Damit ist belegt: Von besondere Eile kann bei der A 44 Planung, obwohl von Bundes- und Landespolitikern immer wieder behauptet, keine Rede sein. Das Bundesverkehrsministerium benötigte ein ganzes Jahr (!!!) um den Entwurf zu prüfen. Zwischen der Genehmigung des Bundesverkehrsministeriums und dem Beginn des Planfeststellungsverfahrens liegen normalerweise nur 4-8 Wochen, das Planfeststellungsverfahren müsste also schon längst begonnen haben! Schaut man in die Zukunft, wird das Ziel - Fertigstellung des A44-Lückenschlusses im Jahr 2009 - so nicht zu erreichen sein.

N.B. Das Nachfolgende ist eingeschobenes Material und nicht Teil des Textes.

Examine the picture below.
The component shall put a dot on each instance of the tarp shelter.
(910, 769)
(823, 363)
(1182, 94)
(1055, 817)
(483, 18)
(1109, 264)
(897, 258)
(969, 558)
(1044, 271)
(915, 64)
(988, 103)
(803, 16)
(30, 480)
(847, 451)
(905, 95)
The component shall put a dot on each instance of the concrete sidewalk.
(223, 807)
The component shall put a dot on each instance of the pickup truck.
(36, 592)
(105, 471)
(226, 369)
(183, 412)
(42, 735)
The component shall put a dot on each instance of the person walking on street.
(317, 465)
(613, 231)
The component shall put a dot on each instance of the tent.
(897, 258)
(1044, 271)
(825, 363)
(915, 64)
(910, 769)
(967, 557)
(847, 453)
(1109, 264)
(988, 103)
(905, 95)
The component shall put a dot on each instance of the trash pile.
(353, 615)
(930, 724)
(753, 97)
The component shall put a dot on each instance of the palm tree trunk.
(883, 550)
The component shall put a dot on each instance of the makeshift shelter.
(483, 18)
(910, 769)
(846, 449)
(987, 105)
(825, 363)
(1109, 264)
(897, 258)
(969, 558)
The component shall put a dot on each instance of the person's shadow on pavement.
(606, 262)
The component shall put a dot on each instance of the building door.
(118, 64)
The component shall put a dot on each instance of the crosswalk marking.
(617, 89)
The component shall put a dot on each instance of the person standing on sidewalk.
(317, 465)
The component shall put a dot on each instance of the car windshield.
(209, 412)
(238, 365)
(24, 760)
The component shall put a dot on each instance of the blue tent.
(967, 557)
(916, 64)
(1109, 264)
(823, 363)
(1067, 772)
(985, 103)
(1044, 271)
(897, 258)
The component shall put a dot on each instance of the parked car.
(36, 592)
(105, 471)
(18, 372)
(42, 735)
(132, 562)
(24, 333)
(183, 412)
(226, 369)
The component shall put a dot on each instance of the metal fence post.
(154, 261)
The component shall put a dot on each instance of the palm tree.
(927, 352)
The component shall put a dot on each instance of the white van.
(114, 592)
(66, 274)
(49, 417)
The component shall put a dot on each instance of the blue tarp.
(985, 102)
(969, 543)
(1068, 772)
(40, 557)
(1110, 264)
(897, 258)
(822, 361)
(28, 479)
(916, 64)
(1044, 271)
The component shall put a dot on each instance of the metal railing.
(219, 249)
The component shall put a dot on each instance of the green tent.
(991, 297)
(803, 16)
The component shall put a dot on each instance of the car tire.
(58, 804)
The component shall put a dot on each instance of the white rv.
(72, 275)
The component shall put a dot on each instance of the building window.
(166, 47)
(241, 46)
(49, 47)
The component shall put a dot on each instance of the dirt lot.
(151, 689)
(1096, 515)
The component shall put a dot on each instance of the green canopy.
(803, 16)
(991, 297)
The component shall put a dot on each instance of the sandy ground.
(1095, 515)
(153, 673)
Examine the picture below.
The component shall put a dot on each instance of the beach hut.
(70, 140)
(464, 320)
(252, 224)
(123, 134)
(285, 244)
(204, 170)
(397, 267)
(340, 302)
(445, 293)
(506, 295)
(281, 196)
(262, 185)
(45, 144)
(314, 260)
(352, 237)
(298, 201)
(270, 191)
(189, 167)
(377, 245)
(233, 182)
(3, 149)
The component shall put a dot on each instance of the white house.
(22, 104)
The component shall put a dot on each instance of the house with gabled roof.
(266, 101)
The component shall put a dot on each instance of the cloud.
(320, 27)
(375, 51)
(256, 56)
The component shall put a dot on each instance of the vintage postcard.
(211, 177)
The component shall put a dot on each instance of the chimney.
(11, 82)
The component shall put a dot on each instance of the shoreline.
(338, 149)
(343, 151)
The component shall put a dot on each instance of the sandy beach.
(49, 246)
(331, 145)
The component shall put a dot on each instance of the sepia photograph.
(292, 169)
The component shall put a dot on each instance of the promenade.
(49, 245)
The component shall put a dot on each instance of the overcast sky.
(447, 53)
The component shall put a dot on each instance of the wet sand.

* * * 5. September 2002 * * *
Das Bundesverwaltungsgericht hat entschieden, dass Land hat die A44 im Bereich von Hessisch-Lichtenau in Bezug auf die FFH-Problematik schlampig geplant und den Baustopp verfügt! Nun soll die gesamte Planung aus FFH-Sicht nachgebessert werden.

Die Ursache der schlampigen Planung, die Bestimmung des Verlaufs ausschließlich durch politische Willkür als Regionalautobahn: “Diese Trasse oder keine“, wird dadurch nicht geändert. Die Chance doch noch eine, wie 1993 vom Rat der Europäischen Union geforderte A44 für Europa zu planen und zu bauen, wird fahrlässigerweise wieder nicht genutzt. Die Folge ist absehbar: Klagen in anderen Abschnitten werden Erfolg haben und den Bau erneut verzögern.

* * * 4. November 2002 * * *
Es wurde eine "Klagegemeinschaft A44-Spitzkehre" ins Leben gerufen.
Die Ziele der Klagegemeinschaft:
1. Alles mögliche tun, damit die Gemeinde klagt.
2. Alles mögliche tun, damit Eigentümer im Sinne der Gemeinschaft klagen.

* * * 8. November 2002 * * *
Mit den Stimmen von SPD+FDP (16) gegen die Stimmen von FWG + CDU (15) beschließt die Gemeindevertretung Wehretal nicht gegen die A44-Spitzkehre zu klagen.